God told Moses exactly what would happen. Ramses would resist. There would be signs and wonders. Plagues would be unleashed, but at the end of the day, Moses and the Israelites would leave Egypt with the plunder. Moses found his tongue and began to negotiate with God.
“What if they don’t believe me or listen to me and say, ‘God did not appear to you’?”
Now God had been talking to Moses for about a week, saying the same thing over and over. When God didn’t strike him dead right there on the spot for lack of belief or at least terminal thickheadedness, I couldn’t stand it. It was probably a good thing for me that I was stuck in the sand, because if I could have gotten up, I would have risked my life to get in front of God just to ask Him a few questions of my own.

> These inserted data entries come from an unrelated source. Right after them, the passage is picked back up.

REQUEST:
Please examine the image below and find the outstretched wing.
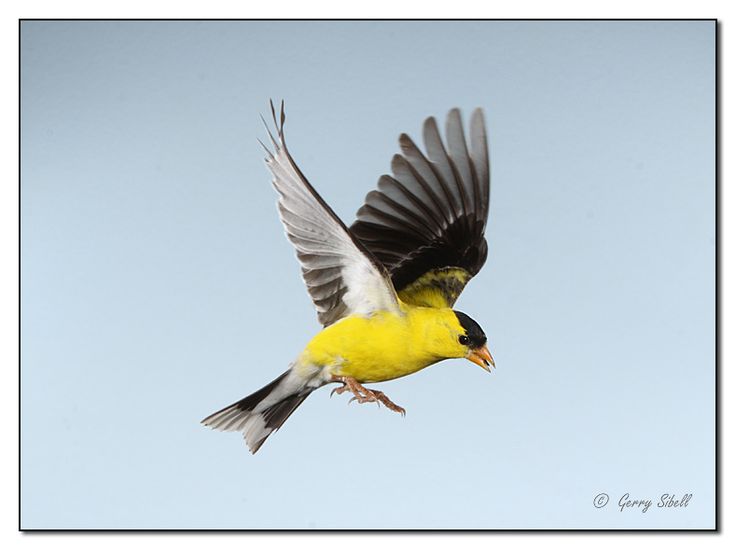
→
[264,102,399,326]
[350,109,490,307]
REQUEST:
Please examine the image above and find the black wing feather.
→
[350,109,490,301]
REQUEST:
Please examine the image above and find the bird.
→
[201,101,495,454]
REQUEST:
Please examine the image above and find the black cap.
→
[453,310,488,349]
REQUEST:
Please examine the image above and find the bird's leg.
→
[330,376,406,416]
[368,390,406,416]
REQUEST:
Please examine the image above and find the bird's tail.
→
[202,370,315,454]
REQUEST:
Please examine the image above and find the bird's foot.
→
[330,376,406,416]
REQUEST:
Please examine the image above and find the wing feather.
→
[261,102,400,326]
[350,105,490,307]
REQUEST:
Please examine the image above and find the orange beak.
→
[465,345,496,372]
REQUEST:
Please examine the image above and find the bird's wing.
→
[350,105,490,307]
[264,102,399,326]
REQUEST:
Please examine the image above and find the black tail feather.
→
[202,371,313,454]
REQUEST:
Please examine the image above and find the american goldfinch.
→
[202,102,495,453]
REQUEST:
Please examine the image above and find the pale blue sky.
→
[21,22,715,528]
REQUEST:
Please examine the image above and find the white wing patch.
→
[264,102,400,326]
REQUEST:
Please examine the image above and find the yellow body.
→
[297,304,467,382]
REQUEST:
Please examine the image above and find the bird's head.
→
[453,310,496,372]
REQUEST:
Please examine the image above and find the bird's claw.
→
[330,376,406,416]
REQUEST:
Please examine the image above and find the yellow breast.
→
[300,306,462,382]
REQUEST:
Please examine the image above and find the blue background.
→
[21,22,715,528]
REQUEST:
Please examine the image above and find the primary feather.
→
[350,109,490,307]
[266,103,399,326]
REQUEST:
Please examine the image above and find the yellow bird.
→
[202,102,495,453]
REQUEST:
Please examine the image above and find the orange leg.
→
[330,376,406,416]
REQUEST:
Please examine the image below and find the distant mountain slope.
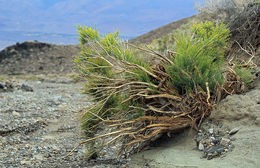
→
[129,15,198,44]
[0,42,81,75]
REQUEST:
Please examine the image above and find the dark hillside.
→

“God,” I would have said, “just what is Your definition of
fair
? How do the humans get away with it? Why do You allow them to question You? They express serious doubts about You, and not only do You let them live, but You also answer their doubt. Take just a moment here and think about my case. I never doubted You in the least. I had one fleeting moment of uncertainty, a simple question for clarity’s sake when the rebellion started. Do You think I would have followed that maniac in his self-destruction if I had been allowed just one minute to think things over? Why do You allow the humans to do what You would not allow the angels to do—question You? How is that fair?”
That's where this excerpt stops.